Quando observados os efeitos dos turnos sobre o índice de danos, verificou-se que a variabilidade foi superior no turno noturno, ou seja, menor qualidade operacional, enquanto que os valores de danos extremos foram próximos e elevados para ambos os turnos, com 74% no turno diurno contra 71% no turno noturno (Figura 1).

Figura 1 - Carta de controle de valores individuais para o índice de danos nos turnos diurno e noturno
Figura 1 - Carta de controle de valores individuais para o índice de danos nos turnos diurno e noturno

A visibilidade é um fator extremamente importante na colheita mecanizada de cana-de-açúcar (Noronha et al, 2011), e por se tratar da colheita simultânea de duas linhas, torna-se ainda mais importante, pois não foi utilizada qualquer tecnologia de direcionamento automático, o que favorece a perda de orientação no momento da colheita, acarretando maiores danos às soqueiras e perdas de material rico em sacarose.

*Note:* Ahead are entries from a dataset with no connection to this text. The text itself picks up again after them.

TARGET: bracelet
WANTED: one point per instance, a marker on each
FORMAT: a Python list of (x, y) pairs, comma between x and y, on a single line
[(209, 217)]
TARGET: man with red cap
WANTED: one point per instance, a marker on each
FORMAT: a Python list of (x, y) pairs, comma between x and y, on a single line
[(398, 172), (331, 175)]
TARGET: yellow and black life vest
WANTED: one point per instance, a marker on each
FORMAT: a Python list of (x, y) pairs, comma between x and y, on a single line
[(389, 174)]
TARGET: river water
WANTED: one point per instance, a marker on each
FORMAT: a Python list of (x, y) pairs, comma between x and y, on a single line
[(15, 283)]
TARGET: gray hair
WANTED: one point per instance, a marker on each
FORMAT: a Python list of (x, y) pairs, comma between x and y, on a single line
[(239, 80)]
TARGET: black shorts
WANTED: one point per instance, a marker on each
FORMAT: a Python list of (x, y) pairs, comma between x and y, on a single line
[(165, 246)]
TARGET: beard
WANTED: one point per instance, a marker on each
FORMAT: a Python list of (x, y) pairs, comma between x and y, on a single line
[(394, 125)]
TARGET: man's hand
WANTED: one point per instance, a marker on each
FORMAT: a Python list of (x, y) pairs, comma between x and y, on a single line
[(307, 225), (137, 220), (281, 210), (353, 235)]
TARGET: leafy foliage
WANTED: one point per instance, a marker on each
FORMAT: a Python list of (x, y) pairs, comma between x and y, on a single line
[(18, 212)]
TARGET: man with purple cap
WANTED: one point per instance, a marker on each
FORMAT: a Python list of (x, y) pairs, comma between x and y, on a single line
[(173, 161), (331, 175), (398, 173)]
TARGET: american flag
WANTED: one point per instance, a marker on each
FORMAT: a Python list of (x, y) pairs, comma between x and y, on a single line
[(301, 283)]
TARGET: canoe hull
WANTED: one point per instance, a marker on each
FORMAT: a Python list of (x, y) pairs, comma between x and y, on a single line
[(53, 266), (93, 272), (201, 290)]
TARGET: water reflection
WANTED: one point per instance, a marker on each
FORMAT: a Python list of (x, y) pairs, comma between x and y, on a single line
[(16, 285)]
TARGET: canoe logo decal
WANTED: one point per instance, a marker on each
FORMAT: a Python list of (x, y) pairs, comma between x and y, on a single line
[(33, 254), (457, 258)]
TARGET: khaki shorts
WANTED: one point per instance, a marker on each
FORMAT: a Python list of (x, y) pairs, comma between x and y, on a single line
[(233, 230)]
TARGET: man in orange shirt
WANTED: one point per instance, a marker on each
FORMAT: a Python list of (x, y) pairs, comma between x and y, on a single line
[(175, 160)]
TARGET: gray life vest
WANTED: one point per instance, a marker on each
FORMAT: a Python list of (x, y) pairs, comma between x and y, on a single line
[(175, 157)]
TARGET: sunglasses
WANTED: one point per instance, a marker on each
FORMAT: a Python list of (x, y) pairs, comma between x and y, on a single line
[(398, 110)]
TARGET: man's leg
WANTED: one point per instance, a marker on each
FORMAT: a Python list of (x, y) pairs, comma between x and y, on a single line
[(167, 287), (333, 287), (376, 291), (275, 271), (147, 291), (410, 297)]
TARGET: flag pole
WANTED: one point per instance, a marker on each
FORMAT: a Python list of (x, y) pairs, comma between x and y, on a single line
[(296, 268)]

Além do desgaste observado nas facas do mecanismo de corte de base, outro fator importante foi que durante a colheita noturna a umidade relativa do ar estava elevada, fazendo com que o material colhido apresentasse maior umidade e prejudicasse a qualidade do corte, muitas vezes observada pela sobrecarga da colhedora, sendo necessárias pausas contínuas da colhedora.

Com isso, verifica-se que tecnologias, como a colhedora multilinhas, são necessárias para suprir as novas demandas que surgiram com a transformação do setor. Porém, a qualidade operacional ainda esbarra em fatores já conhecidos, mas ainda negligenciados que vão desde a falta de manutenção das facas de corte, o não uso do piloto automático para orientação em condições de baixa visibilidade, até a não consideração das condições ambientais e dos canaviais no momento da colheita.

Lucas Augusto da Silva Gírio,  FCAV - Unesp Jaboticabal; Patricia Candia de Menezes, Ifro, Colorado do Oeste; Franciele Morlin Carneiro, Tiago de Oliveira Tavares, Rouverson Pereira da Silva, FCAV - Unesp Jaboticabal

Artigo publicado na edição 186 da Cultivar Máquinas, mês julho, ano 2018.